辛亥革命时期著名的革命家、政治家黄兴说:“名不必自我成,功不必自我立,其次亦功成而不居。”在许多人看来,中等身材、外表刚毅倔强、宽肩膀、体格强健有力、面貌丰腴、蓄黑髭的黄兴乃是“中国革命之拿破仑”。辛亥革命期间流行“孙氏理想,黄氏实行”
的说法。而黄兴那种甘为孙中山的配角,不考虑私利,努力为革命的精神更是令很多人对他肃然起敬。
1905年之前,孙中山与黄兴没有任何联系。1903年,湖南人章士钊以《三十三年之梦》为底本,半译半叙,编写了《孙逸仙》一书,认为“有孙逸仙,而中国始可为”,“一时风行天下,人人争看”。黄兴就是读了这本书才对孙中山的思想与事业有了初步的了解。
1905年,孙中山来到日本,在经杨度的引荐下,黄兴与孙中山见了面。二十多天后,“中国同盟会”便成立了。在“中国同盟会”成立会上,正是黄兴提议:
“公推孙中山先生为本会总理,不必经选举手续”,孙中山才顺利当上总理。
在认识孙中山之前,黄兴就已经创立华兴会,独立领导了两湖的革命。随后,黄兴的许多朋友、同志都成了留日学生,并先后成了同盟会的领导和骨干,如宋教仁、陈天华、刘揆一等。光复会领袖大多数与他也很接近,辛亥革命之后立宪派的要员也与他的关系融洽、密切。最为重要的是,黄兴几乎直接指挥、领导了大部分的武装起义,与军界的关系更为紧密。孙中山虽然从事革命的时间更早,但他主要是个理想家。在民国初创之际,人们重视的是践行,享有“笃实”盛誉的黄兴被各方看好乃是顺理成章的。

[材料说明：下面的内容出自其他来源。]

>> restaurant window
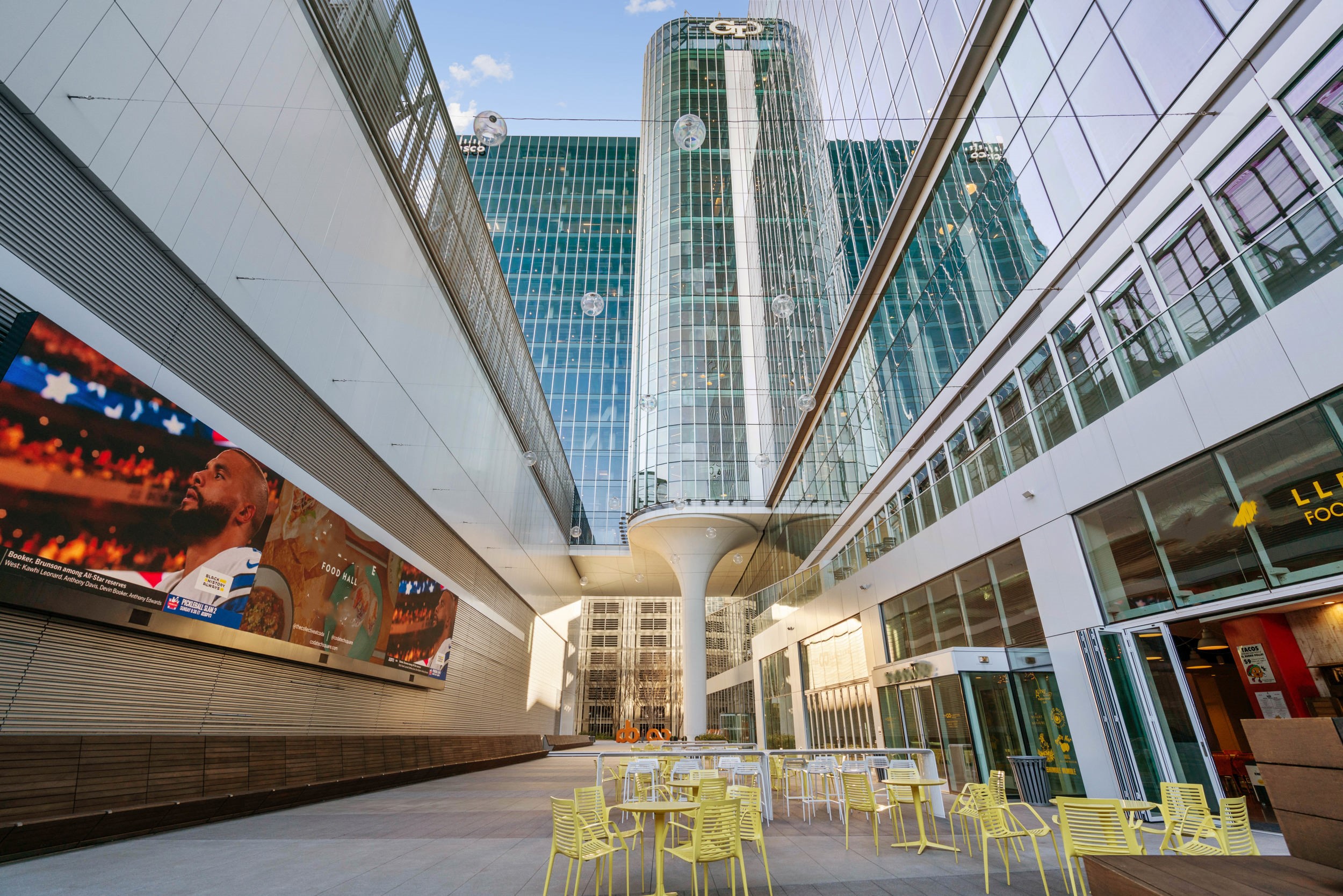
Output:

但黄兴知道孙中山比自己更适合做总理,他适合的是为孙中山的理想去实践,去执行。正因为有了这一点认识,在辛亥革命之际,孙中山回国前,黄兴主持处理了大部分军政、民政要务,包括筹款、议和等重要事务,经受了很大考验。但从同盟会时期到民国初年,他从来都不曾打算从孙中山手中夺取领袖地位。这样的机会曾一次次地出现在他面前,但他每一次都坚决地拒绝了,并一直坚定地维护孙中山的“主角”形象。
黄兴身上的这种配角意识,放在整个中国历史长河中也是罕见的,处处闪现出他的伟大人格。配角并不只是龙套,做好配角,也能成就一番事业。
大音希声,大象无形
老子说:“大方无隅,大器晚成,大音希声,大象无形。”并将其视之为“道”的最高境界,可谓精辟至极。
音乐至最华美反而听起来变得平淡缥缈了,形象至最完美反而变得不着行迹了。做人也要做到最高明,那就是将“与众不同”变成“平庸无能”。
鹰立如睡,虎行似病
所谓“鹰立如睡,虎行似病”,是说君子要聪明不露,才华不逞,适时表现出虚弱不堪,无法成事的样子,以此来迷惑强大的对手。在厚黑处世中,可以用此计施于强敌,在其面前,尽量锋芒敛蔽,忍住自己想有所表现的欲望,表面上百依百顺,装出一副如睡似病的模样,使对方心生鄙夷,不起疑心,一旦时机成熟,即如闪电般地将对手击败。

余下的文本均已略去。